Suppose $f$ is a real-valued (possibly infinite-valued) function on some measure space $(X, \Sigma, \mu)$, and suppose that it is measurable. Note that $f$ is not necessarily nonnegative.

Does it make sense to talk about $\int \limits_{X} f(x) \,d\mu$ if $f \not \in L^{1}(d\mu)$ (i.e., $\int \limits_{X} |f| \,d\mu \not < \infty$)?

If this is true, I think this is a very subtle point. I was always under the impression that any measurable function can be integrated, but now I doubt that this is true if the function is not nonnegative.

Answer 1

One can define a meaningful integral as

$$ \int f \, d\mu = \int f_+ \, d\mu - \int f_- \, d\mu, $$

As long as at least one of the two integrals on the right hand side is finite.

Here, $f_+ (x) = \max \{0, f(x)\}$ is the positive part of $f$ and the negative part is defined analogously.

Answer 2

This question is basically answered in comments, but one could remark that there are ways to extend the integral beyond "quasi-integrable" functions (those for which at least one of $f_+$ or $f_-$ has finite integral). Namely, improper integrals give a way to do this.

Suppose that we write our measure space $X$ as the increasing union of subsets $A_n$, often assumed to be of finite measure. Then we can consider $$\lim_{n \to \infty} \int_{A_n} f d\mu,$$ and if this exists, call it the improper integral of $f$.

A common case is when $X = [0,\infty)$ and $A_n = [0,n].$ Another possibility (I think called the Cauchy principal value) is $X = [-1,1]$ (or some other interval containing the origin) and $A_n = [-1,-1/n] \cup [1/n,1]$ (whose union is not quite all of $X$ --- their union is $X \setminus \{0\}$ --- but has full measure in $X$).
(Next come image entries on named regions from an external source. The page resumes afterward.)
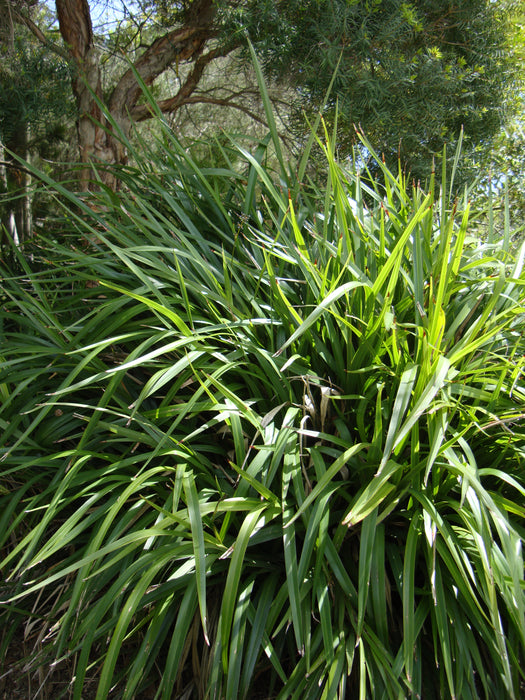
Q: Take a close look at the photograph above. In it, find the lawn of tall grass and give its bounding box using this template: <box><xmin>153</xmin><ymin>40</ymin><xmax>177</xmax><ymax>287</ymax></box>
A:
<box><xmin>0</xmin><ymin>86</ymin><xmax>525</xmax><ymax>700</ymax></box>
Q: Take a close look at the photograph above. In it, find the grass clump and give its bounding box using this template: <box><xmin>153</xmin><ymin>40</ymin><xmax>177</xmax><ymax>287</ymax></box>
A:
<box><xmin>0</xmin><ymin>116</ymin><xmax>525</xmax><ymax>700</ymax></box>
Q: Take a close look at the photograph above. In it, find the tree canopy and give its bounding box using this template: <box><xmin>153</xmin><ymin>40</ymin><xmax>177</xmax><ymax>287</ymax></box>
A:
<box><xmin>4</xmin><ymin>0</ymin><xmax>512</xmax><ymax>186</ymax></box>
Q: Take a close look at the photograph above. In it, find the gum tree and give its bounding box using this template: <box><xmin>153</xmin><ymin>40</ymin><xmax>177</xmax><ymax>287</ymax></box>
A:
<box><xmin>4</xmin><ymin>0</ymin><xmax>511</xmax><ymax>184</ymax></box>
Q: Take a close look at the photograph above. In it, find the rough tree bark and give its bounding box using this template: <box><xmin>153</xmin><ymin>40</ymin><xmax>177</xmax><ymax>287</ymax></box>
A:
<box><xmin>56</xmin><ymin>0</ymin><xmax>217</xmax><ymax>190</ymax></box>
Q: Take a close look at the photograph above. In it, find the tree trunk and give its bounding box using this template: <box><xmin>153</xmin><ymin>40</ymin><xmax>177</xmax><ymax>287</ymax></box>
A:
<box><xmin>56</xmin><ymin>0</ymin><xmax>130</xmax><ymax>190</ymax></box>
<box><xmin>55</xmin><ymin>0</ymin><xmax>219</xmax><ymax>190</ymax></box>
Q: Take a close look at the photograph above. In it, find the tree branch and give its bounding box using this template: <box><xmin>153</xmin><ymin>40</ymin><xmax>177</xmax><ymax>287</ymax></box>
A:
<box><xmin>13</xmin><ymin>12</ymin><xmax>71</xmax><ymax>61</ymax></box>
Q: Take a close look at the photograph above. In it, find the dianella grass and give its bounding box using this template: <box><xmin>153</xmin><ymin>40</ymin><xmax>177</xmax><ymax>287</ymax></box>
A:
<box><xmin>0</xmin><ymin>85</ymin><xmax>525</xmax><ymax>700</ymax></box>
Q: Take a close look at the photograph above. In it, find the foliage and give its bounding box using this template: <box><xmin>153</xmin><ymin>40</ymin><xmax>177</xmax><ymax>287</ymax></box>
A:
<box><xmin>0</xmin><ymin>34</ymin><xmax>73</xmax><ymax>150</ymax></box>
<box><xmin>0</xmin><ymin>94</ymin><xmax>525</xmax><ymax>700</ymax></box>
<box><xmin>234</xmin><ymin>0</ymin><xmax>513</xmax><ymax>186</ymax></box>
<box><xmin>8</xmin><ymin>0</ymin><xmax>520</xmax><ymax>190</ymax></box>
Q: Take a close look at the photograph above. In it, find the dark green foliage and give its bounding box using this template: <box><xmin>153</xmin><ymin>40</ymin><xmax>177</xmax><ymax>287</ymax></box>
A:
<box><xmin>0</xmin><ymin>109</ymin><xmax>525</xmax><ymax>700</ymax></box>
<box><xmin>225</xmin><ymin>0</ymin><xmax>516</xmax><ymax>185</ymax></box>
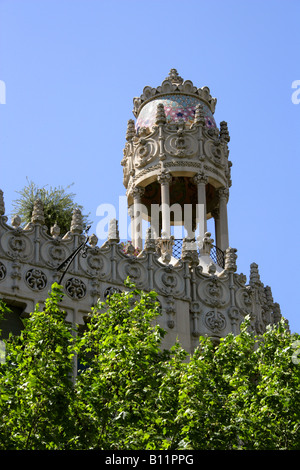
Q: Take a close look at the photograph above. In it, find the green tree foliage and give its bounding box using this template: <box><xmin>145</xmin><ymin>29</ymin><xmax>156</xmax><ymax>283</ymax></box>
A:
<box><xmin>12</xmin><ymin>181</ymin><xmax>88</xmax><ymax>235</ymax></box>
<box><xmin>0</xmin><ymin>281</ymin><xmax>300</xmax><ymax>450</ymax></box>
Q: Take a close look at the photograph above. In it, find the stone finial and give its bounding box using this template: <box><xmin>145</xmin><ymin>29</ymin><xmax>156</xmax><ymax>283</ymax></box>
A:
<box><xmin>273</xmin><ymin>302</ymin><xmax>281</xmax><ymax>323</ymax></box>
<box><xmin>181</xmin><ymin>238</ymin><xmax>199</xmax><ymax>264</ymax></box>
<box><xmin>144</xmin><ymin>227</ymin><xmax>156</xmax><ymax>253</ymax></box>
<box><xmin>155</xmin><ymin>103</ymin><xmax>167</xmax><ymax>125</ymax></box>
<box><xmin>70</xmin><ymin>207</ymin><xmax>83</xmax><ymax>235</ymax></box>
<box><xmin>157</xmin><ymin>169</ymin><xmax>172</xmax><ymax>185</ymax></box>
<box><xmin>126</xmin><ymin>119</ymin><xmax>136</xmax><ymax>141</ymax></box>
<box><xmin>0</xmin><ymin>189</ymin><xmax>5</xmax><ymax>215</ymax></box>
<box><xmin>220</xmin><ymin>121</ymin><xmax>230</xmax><ymax>142</ymax></box>
<box><xmin>107</xmin><ymin>219</ymin><xmax>120</xmax><ymax>242</ymax></box>
<box><xmin>166</xmin><ymin>69</ymin><xmax>183</xmax><ymax>85</ymax></box>
<box><xmin>194</xmin><ymin>104</ymin><xmax>205</xmax><ymax>125</ymax></box>
<box><xmin>89</xmin><ymin>233</ymin><xmax>98</xmax><ymax>248</ymax></box>
<box><xmin>11</xmin><ymin>215</ymin><xmax>22</xmax><ymax>228</ymax></box>
<box><xmin>156</xmin><ymin>236</ymin><xmax>174</xmax><ymax>264</ymax></box>
<box><xmin>50</xmin><ymin>222</ymin><xmax>60</xmax><ymax>238</ymax></box>
<box><xmin>225</xmin><ymin>247</ymin><xmax>237</xmax><ymax>272</ymax></box>
<box><xmin>31</xmin><ymin>199</ymin><xmax>45</xmax><ymax>225</ymax></box>
<box><xmin>249</xmin><ymin>263</ymin><xmax>261</xmax><ymax>287</ymax></box>
<box><xmin>265</xmin><ymin>286</ymin><xmax>274</xmax><ymax>308</ymax></box>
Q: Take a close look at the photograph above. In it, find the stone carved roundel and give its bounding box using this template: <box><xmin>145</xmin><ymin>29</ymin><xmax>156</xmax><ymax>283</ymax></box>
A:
<box><xmin>65</xmin><ymin>277</ymin><xmax>86</xmax><ymax>300</ymax></box>
<box><xmin>25</xmin><ymin>268</ymin><xmax>47</xmax><ymax>291</ymax></box>
<box><xmin>204</xmin><ymin>310</ymin><xmax>226</xmax><ymax>333</ymax></box>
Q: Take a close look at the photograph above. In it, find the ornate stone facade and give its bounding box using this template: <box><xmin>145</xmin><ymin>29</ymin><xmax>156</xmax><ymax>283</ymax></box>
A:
<box><xmin>0</xmin><ymin>69</ymin><xmax>281</xmax><ymax>352</ymax></box>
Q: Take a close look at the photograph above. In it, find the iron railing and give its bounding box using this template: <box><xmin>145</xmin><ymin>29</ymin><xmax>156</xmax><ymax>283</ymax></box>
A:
<box><xmin>172</xmin><ymin>238</ymin><xmax>225</xmax><ymax>269</ymax></box>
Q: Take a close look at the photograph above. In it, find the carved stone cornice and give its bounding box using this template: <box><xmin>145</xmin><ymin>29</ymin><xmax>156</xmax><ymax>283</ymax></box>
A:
<box><xmin>193</xmin><ymin>171</ymin><xmax>208</xmax><ymax>184</ymax></box>
<box><xmin>157</xmin><ymin>170</ymin><xmax>172</xmax><ymax>186</ymax></box>
<box><xmin>133</xmin><ymin>69</ymin><xmax>217</xmax><ymax>117</ymax></box>
<box><xmin>131</xmin><ymin>185</ymin><xmax>145</xmax><ymax>199</ymax></box>
<box><xmin>218</xmin><ymin>188</ymin><xmax>229</xmax><ymax>201</ymax></box>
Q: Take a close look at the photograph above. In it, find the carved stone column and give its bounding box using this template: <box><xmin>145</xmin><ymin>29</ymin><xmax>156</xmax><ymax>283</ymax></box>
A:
<box><xmin>211</xmin><ymin>207</ymin><xmax>221</xmax><ymax>252</ymax></box>
<box><xmin>157</xmin><ymin>170</ymin><xmax>172</xmax><ymax>238</ymax></box>
<box><xmin>218</xmin><ymin>188</ymin><xmax>229</xmax><ymax>251</ymax></box>
<box><xmin>132</xmin><ymin>186</ymin><xmax>145</xmax><ymax>250</ymax></box>
<box><xmin>128</xmin><ymin>204</ymin><xmax>135</xmax><ymax>245</ymax></box>
<box><xmin>193</xmin><ymin>173</ymin><xmax>208</xmax><ymax>240</ymax></box>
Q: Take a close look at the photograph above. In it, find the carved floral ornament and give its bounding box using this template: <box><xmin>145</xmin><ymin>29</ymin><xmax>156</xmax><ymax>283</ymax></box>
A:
<box><xmin>198</xmin><ymin>276</ymin><xmax>229</xmax><ymax>307</ymax></box>
<box><xmin>65</xmin><ymin>277</ymin><xmax>86</xmax><ymax>300</ymax></box>
<box><xmin>25</xmin><ymin>268</ymin><xmax>47</xmax><ymax>291</ymax></box>
<box><xmin>204</xmin><ymin>310</ymin><xmax>226</xmax><ymax>333</ymax></box>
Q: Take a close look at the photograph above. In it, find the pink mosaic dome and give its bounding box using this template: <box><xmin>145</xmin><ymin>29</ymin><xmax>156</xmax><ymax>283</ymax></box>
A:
<box><xmin>136</xmin><ymin>94</ymin><xmax>216</xmax><ymax>131</ymax></box>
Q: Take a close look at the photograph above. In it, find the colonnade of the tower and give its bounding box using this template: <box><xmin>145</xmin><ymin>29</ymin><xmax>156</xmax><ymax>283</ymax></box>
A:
<box><xmin>128</xmin><ymin>172</ymin><xmax>229</xmax><ymax>255</ymax></box>
<box><xmin>122</xmin><ymin>69</ymin><xmax>231</xmax><ymax>264</ymax></box>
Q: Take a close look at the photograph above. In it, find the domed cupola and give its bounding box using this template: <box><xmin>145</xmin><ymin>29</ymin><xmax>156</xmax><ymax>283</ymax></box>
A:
<box><xmin>121</xmin><ymin>69</ymin><xmax>231</xmax><ymax>268</ymax></box>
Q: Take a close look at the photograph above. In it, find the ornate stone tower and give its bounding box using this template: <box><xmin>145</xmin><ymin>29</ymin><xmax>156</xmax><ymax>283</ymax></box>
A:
<box><xmin>122</xmin><ymin>69</ymin><xmax>231</xmax><ymax>264</ymax></box>
<box><xmin>0</xmin><ymin>70</ymin><xmax>281</xmax><ymax>352</ymax></box>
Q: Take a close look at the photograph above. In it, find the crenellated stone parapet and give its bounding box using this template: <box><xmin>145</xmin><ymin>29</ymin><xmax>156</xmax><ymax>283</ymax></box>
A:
<box><xmin>0</xmin><ymin>191</ymin><xmax>281</xmax><ymax>351</ymax></box>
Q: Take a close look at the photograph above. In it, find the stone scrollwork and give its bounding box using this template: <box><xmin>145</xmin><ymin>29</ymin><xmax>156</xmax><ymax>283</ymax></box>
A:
<box><xmin>104</xmin><ymin>286</ymin><xmax>122</xmax><ymax>300</ymax></box>
<box><xmin>25</xmin><ymin>268</ymin><xmax>47</xmax><ymax>291</ymax></box>
<box><xmin>198</xmin><ymin>275</ymin><xmax>229</xmax><ymax>308</ymax></box>
<box><xmin>134</xmin><ymin>139</ymin><xmax>158</xmax><ymax>168</ymax></box>
<box><xmin>0</xmin><ymin>262</ymin><xmax>6</xmax><ymax>281</ymax></box>
<box><xmin>65</xmin><ymin>277</ymin><xmax>86</xmax><ymax>300</ymax></box>
<box><xmin>204</xmin><ymin>310</ymin><xmax>226</xmax><ymax>333</ymax></box>
<box><xmin>165</xmin><ymin>129</ymin><xmax>198</xmax><ymax>158</ymax></box>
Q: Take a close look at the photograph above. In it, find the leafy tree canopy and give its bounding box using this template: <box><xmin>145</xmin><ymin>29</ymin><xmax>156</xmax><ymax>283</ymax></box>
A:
<box><xmin>0</xmin><ymin>281</ymin><xmax>300</xmax><ymax>450</ymax></box>
<box><xmin>12</xmin><ymin>179</ymin><xmax>88</xmax><ymax>235</ymax></box>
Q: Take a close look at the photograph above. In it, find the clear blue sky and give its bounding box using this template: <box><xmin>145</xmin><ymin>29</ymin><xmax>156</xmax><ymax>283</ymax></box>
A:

The theory of improper integrals is like the theory of conditionally convergent series --- it relies on cancellations to obtain a well-defined limit when the function is not absolutely integrable. Of course not all functions have a well-defined improper integral either. And in general the improper integral can depend on the choice of sets $A_n$.